Reflektionen

Freitag, 10. April 2009

Teilweise Radikalisierung des Atheismus in Deutschland?

Im Gegensatz zu den (zum Beispiel evangelischen, katholischen, jüdischen usw.) Theologien geht die Religionswissenschaft nicht von Glaubensannahmen aus, sondern erforscht das Phänomen Religion(en) auf Basis des methodologischen Agnostizismus und mit Mitteln der Geistes-, Sozial- und (zunehmend) Naturwissenschaften. Entsprechend war und ist die Zusammenarbeit von Atheisten, Agnostikern und religiösen Menschen nicht Ausnahme, sondern Alltag - und wird auch als Chance begriffen. Persönlich denke ich zum Beispiel dankbar an jede Minute der Zusammenarbeit mit meinem Doktorvater wie auch mit meinem Mitautor bei "Gott, Gene und Gehirn" zurück, die beide auch Beiratsmitglieder der Giordano-Bruno-Stiftung sind. Auch mit prominenten Vertretern der Religionskritik in Deutschland wie Bernulf Kanitscheider, Michael Schmidt-Salomon oder Ralf König verbinden respektvolle Begegnungen und lebhaft-interessante Diskussionen.

Zunehmende Radikalisierung?

In den letzten Monaten bemerke ich jedoch zunehmend eine Radikalisierung von Teilen der atheistischen Bewegung. Die "Kritik" an den Glaubensauffassungen anderer wird zunehmend verletzender, der "Humor" stetig dunkler und die Diskussionen verlieren an Sachlichkeit. Meist sind es Männer, oft (noch?) kinderlos und mit viel Zeit und Testosteron, die sich offensichtlich über das Internet gegenseitig in ihrer Abneigung gegen "die Gläubigen" immer weiter hochschaukeln, Andersdenkende am liebsten im Rudel attackieren und sich zunehmend in einer eigenen Schwarz-Weiß-Weltsicht verbarrikadieren. Politische Konflikte wie in Berlin um das Volksbegehren Pro Reli, die atheistische Buswerbung oder die gewalttätigen Ausschreitungen gegen das Christival in Berlin putschen offensichtlich zusätzlich auf.

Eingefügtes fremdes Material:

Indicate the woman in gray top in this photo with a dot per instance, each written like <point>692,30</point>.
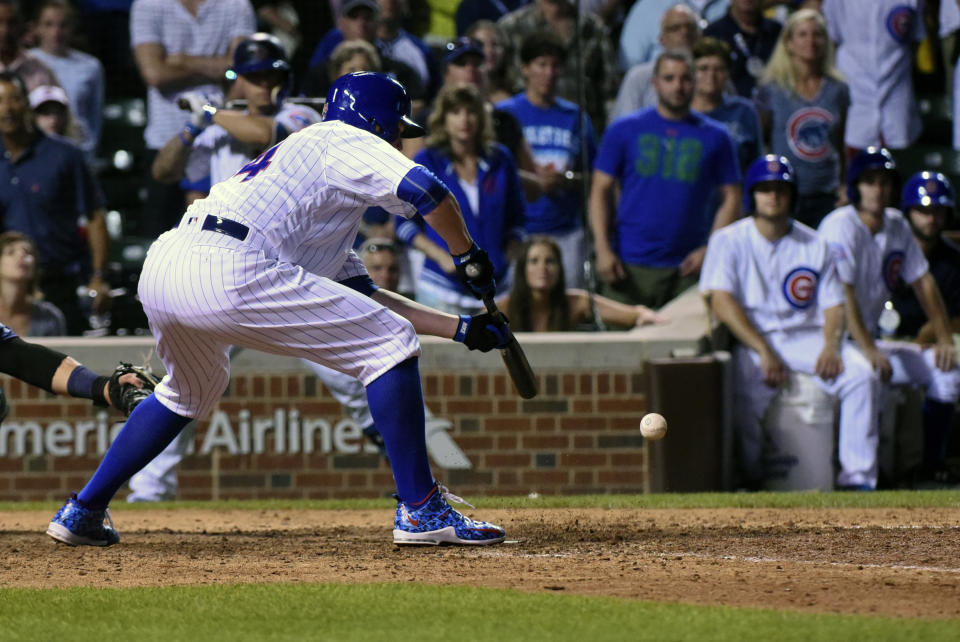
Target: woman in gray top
<point>20,309</point>
<point>803,100</point>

Was mich aber völlig überrascht hat und weiter überrascht: Die Aggression richtet sich zunehmend auch gegen Wissenschaftler, wenn diese es wagen, andere als erwartete Resultate zu erbringen. In den Kommentaren dieses Blogs lässt sich dieser zunehmende Trend zur Feindseligkeit geradezu chronologisch nachvollziehen: In der Anfangszeit standen noch kritisch-konstruktive Rückfragen zur Evolutionsforschung zur Religiosität im Vordergrund sowie auch gute Diskussionen etwa um offene Fragen, Definitionen usw.

Paradox aber: Parallel zu einer sehr freundlichen Aufnahme der Befunde in der Fachwelt (z.B. auch von ausgewiesen religionskritischen Biologen wie Franz Wuketits, vgl. Rezension in der Universitas usw.) wurden die unsachlichen und zunehmend persönlichen Angriffe immer heftiger, häuften sich Fälle von Cyber-Stalking (inklusive übler Verleumdungen und Suchanfragen nach Frau und Kindern!) sowie völlig unsachlichen und zunehmend persönliche Kommentare und Artikel, auf die einzugehen immer weniger Freude machte.

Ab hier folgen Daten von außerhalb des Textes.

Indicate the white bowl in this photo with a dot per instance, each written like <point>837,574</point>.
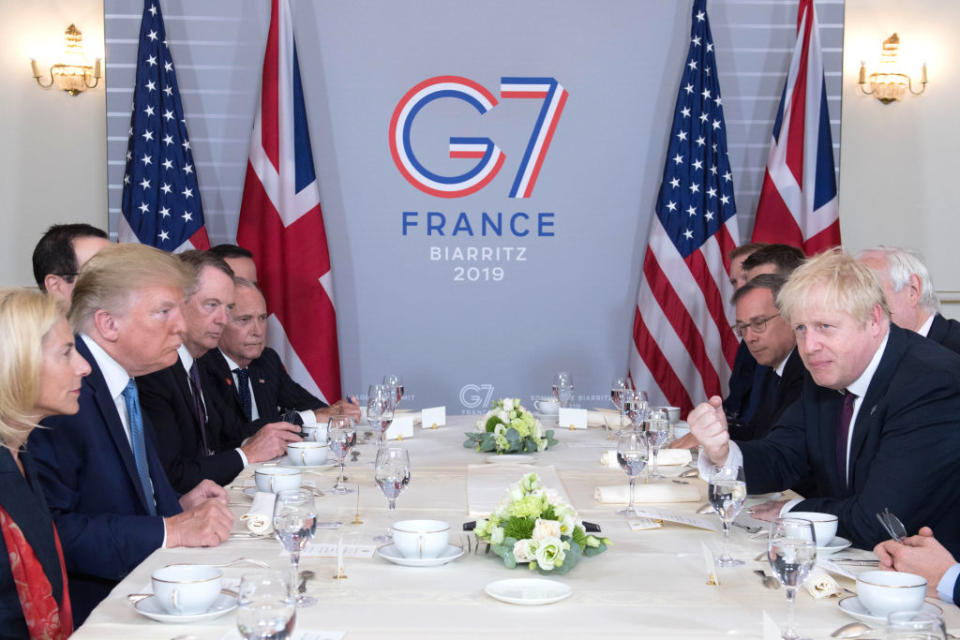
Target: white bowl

Der Religionswissenschaftler als Erzfeind?

Nun ist das alles ja nichts Neues - vermeintlich "rationalistisch"-atheistische Polemiken und Attacken gegen Evolutionsforscher waren z.B. noch in den 70er Jahren weit verbreitet. Vielleicht kommen sie einfach nur wieder, vielleicht geht es ja auch wieder vorbei. Und so tendiere ich durchaus noch dazu, freundlich zu reagieren, wenn mich z.B. der "aufgeklärte" Redakteur und humanistische Funktionär Andreas Müller gleich zum Start seines neuen Blogs zu seinem "Erz-Nemesis" ernennt, nachdem er schon die Evolutionsforschung zur Religiosität in einem durchaus lesenswerten Beitrag als dunkle Bedrohung bezeichnet hatte.

Die Freude endet aber spätestens bei den Polemiken eines anderen, atheistischen Blogger, der oft durchaus diskussionswürdige Befunde gerne (z.B. hier) mit Einleitungen wie "Der einschlägig bekannte ehemalige Religionswissenschaftler und jetzige Publizist Dr. Michael Blume wird nicht müde zu behaupten..." garniert - die Ihnen, so nehme ich an, wahrscheinlich auch jede Lust auf wissenschaftlichen Austausch in der Sache verderben würden. Schade.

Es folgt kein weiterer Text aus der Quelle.